Overview
I am a postdoc researcher at Microsoft Research in NY. After this
postdoc, I will join the University of British Columbia in Vancouver as
an assistant professor. I completed my PhD at Columbia University under
the supervision of
Roxana
Geambasu,
Augustin
Chaintreau, and
Daniel
Hsu. My research interests span broad areas of computer science,
including systems, privacy, security, statistics, causal inference, and
machine learning. My ongoing work focuses on enabling the promises of ML
driven ecosystems without imposing undue risks to individuals. I also spend
time rock climbing, and love to read on topics ranging from econ to history
and ecology.
Research
My research addresses the new system challenges and opportunities introduced
by the data and artificial intelligence revolutions. While data-driven
systems can yield social and economic benefits, they also open new security
and privacy threats, and their opacity can undermine users’ trust. To
address these challenges, I design, implement, and evaluate rigorous,
theory-backed systems that are both practical and provide provable
guarantees of security, privacy, and statistical soundness. To provide these
guarantees, my system designs leverage theory from statistics, machine
learning, causal inference, and differential privacy.
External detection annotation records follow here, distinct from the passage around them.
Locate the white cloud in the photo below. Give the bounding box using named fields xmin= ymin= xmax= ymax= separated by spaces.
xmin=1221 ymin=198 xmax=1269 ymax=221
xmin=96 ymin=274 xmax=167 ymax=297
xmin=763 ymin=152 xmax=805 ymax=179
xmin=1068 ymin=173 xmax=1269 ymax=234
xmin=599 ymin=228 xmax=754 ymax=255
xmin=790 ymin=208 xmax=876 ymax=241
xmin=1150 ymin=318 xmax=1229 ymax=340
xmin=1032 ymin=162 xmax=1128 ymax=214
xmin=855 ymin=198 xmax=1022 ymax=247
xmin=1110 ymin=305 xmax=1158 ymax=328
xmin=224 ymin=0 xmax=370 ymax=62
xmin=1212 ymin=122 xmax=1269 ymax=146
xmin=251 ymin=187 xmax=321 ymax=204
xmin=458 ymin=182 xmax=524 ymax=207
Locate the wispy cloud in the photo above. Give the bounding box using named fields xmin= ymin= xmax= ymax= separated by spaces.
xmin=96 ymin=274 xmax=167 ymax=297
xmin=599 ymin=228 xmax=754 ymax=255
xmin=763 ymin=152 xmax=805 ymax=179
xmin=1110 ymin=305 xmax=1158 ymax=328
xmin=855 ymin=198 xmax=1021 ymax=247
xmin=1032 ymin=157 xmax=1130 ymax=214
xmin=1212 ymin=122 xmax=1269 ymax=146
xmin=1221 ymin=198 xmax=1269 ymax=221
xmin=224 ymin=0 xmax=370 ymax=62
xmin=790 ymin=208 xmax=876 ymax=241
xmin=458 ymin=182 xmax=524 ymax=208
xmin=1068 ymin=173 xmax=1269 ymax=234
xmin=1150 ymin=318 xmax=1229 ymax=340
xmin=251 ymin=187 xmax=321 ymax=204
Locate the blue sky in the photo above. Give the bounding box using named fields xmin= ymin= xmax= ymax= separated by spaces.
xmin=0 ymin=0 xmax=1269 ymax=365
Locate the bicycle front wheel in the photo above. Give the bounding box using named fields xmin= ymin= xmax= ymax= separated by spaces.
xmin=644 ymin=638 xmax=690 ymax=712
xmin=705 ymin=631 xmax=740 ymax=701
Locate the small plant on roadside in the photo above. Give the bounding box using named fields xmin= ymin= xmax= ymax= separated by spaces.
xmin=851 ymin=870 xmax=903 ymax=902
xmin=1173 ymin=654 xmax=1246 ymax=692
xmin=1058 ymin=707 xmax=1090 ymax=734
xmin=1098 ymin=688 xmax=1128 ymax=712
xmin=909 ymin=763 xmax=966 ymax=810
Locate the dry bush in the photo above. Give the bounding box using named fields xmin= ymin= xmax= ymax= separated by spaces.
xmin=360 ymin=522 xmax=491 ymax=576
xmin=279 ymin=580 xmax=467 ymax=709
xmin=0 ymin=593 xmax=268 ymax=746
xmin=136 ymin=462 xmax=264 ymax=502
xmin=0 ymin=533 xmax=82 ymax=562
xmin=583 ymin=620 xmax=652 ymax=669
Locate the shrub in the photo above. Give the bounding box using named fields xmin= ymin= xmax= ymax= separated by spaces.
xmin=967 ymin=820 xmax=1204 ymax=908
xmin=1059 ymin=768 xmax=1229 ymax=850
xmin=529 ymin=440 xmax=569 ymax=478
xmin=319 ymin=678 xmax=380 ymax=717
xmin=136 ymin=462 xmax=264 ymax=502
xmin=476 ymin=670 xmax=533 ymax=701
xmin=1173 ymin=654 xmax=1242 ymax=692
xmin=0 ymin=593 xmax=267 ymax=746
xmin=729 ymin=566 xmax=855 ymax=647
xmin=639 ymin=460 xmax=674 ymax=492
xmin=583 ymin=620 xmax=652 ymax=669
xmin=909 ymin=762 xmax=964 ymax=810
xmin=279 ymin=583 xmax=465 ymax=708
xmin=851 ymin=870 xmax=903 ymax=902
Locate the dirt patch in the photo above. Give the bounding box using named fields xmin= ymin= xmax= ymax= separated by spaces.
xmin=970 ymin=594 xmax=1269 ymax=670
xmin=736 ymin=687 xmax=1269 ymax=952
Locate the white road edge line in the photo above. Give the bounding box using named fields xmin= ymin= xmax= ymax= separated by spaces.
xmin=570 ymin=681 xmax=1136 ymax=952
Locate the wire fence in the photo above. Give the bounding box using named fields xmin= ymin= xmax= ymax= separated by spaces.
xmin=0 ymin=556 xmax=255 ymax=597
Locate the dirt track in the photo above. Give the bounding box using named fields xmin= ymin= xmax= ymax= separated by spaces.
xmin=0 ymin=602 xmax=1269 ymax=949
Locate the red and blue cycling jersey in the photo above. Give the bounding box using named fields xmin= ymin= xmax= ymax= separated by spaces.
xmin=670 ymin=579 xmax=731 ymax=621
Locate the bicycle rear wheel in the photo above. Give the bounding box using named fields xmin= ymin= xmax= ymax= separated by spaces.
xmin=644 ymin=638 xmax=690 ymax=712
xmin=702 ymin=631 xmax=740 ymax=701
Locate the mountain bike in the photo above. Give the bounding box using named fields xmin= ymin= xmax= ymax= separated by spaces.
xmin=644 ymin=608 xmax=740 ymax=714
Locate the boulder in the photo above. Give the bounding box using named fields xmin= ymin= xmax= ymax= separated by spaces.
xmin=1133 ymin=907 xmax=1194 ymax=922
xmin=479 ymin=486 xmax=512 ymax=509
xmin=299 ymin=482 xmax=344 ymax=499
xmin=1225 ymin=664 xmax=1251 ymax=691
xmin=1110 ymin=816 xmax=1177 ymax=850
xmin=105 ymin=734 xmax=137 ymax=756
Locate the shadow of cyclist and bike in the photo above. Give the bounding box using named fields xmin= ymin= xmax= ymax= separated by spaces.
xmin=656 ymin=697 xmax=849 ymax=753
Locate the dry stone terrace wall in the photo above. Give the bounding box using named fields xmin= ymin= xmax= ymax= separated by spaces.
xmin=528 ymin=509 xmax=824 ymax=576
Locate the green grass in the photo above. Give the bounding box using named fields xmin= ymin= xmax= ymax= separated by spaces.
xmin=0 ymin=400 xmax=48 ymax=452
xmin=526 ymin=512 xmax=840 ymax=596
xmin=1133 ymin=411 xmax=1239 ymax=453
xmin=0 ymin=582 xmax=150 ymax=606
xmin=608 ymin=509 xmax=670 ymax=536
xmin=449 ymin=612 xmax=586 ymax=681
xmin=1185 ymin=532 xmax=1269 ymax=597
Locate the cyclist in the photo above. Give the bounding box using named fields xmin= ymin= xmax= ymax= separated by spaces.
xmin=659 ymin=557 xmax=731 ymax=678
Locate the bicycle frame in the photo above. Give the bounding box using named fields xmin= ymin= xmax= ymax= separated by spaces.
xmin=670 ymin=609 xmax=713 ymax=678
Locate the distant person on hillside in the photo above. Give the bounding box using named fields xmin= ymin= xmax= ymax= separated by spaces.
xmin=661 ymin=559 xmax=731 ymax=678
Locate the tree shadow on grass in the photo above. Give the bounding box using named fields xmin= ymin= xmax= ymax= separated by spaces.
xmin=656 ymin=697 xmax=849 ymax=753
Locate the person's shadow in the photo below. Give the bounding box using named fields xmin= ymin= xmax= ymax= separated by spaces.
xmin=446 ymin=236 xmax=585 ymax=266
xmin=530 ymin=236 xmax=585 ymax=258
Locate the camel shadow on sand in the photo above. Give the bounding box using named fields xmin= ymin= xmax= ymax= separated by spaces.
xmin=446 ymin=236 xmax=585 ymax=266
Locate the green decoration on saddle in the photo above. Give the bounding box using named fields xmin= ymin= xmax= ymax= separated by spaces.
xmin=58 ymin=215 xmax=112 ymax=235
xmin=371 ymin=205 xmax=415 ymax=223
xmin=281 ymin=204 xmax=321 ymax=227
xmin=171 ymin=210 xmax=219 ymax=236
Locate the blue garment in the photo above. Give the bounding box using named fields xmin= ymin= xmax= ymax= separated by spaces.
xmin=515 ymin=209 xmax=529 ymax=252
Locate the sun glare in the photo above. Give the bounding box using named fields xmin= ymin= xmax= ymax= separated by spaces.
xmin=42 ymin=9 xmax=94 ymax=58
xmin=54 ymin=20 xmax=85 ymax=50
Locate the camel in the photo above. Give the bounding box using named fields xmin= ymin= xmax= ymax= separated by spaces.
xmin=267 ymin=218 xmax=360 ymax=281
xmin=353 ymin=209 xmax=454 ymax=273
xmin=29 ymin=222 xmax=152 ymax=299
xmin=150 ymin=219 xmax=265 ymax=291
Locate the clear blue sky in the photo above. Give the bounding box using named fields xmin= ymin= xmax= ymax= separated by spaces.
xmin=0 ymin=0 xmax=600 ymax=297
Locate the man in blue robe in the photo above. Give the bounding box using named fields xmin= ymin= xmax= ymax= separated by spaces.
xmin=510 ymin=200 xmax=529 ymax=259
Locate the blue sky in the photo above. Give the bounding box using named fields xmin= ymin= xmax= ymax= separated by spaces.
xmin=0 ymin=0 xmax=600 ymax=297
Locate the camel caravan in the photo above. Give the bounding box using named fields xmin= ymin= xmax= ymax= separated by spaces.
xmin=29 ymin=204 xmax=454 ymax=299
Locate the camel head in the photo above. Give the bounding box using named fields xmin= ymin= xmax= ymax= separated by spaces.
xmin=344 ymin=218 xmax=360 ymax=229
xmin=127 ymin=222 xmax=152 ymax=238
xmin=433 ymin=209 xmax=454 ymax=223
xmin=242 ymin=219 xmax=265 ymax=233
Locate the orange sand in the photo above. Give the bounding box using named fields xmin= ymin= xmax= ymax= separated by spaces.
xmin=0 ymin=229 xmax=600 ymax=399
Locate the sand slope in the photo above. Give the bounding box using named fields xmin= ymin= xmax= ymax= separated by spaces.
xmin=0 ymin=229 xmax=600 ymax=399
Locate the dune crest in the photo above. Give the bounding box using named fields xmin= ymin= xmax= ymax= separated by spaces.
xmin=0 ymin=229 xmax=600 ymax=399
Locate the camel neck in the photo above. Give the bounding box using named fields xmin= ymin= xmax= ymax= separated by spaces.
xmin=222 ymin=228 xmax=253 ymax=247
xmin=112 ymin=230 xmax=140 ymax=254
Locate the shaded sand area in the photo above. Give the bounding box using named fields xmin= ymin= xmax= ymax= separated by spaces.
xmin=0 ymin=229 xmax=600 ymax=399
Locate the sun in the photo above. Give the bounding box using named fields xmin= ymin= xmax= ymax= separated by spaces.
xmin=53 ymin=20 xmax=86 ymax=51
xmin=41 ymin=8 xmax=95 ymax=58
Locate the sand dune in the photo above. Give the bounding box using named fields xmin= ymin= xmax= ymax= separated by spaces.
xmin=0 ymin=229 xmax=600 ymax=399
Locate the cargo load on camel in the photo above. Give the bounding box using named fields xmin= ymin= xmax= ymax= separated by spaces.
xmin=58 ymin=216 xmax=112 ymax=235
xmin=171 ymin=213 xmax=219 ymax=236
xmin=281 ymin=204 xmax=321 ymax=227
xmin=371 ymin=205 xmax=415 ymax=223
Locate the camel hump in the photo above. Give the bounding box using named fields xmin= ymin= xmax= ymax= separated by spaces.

I am fortunate to work with multiple great collaborators including Riley
Spahn, Vaggelis Atlidakis, and Brian Goodchild from Columbia, and Siddhartha Sen, Amit Sharma, and Alex Slivkins from MSR.
Projects
- Certified Defense Against Adversarial Examples
Enormous progress in fitting accurate, complex models, such as deep
neural networks (DNNs), over large amounts of data has caused their
wide-spread adoption, including in safety and security-critical
applications where robustness against adversarial behavior is crucial.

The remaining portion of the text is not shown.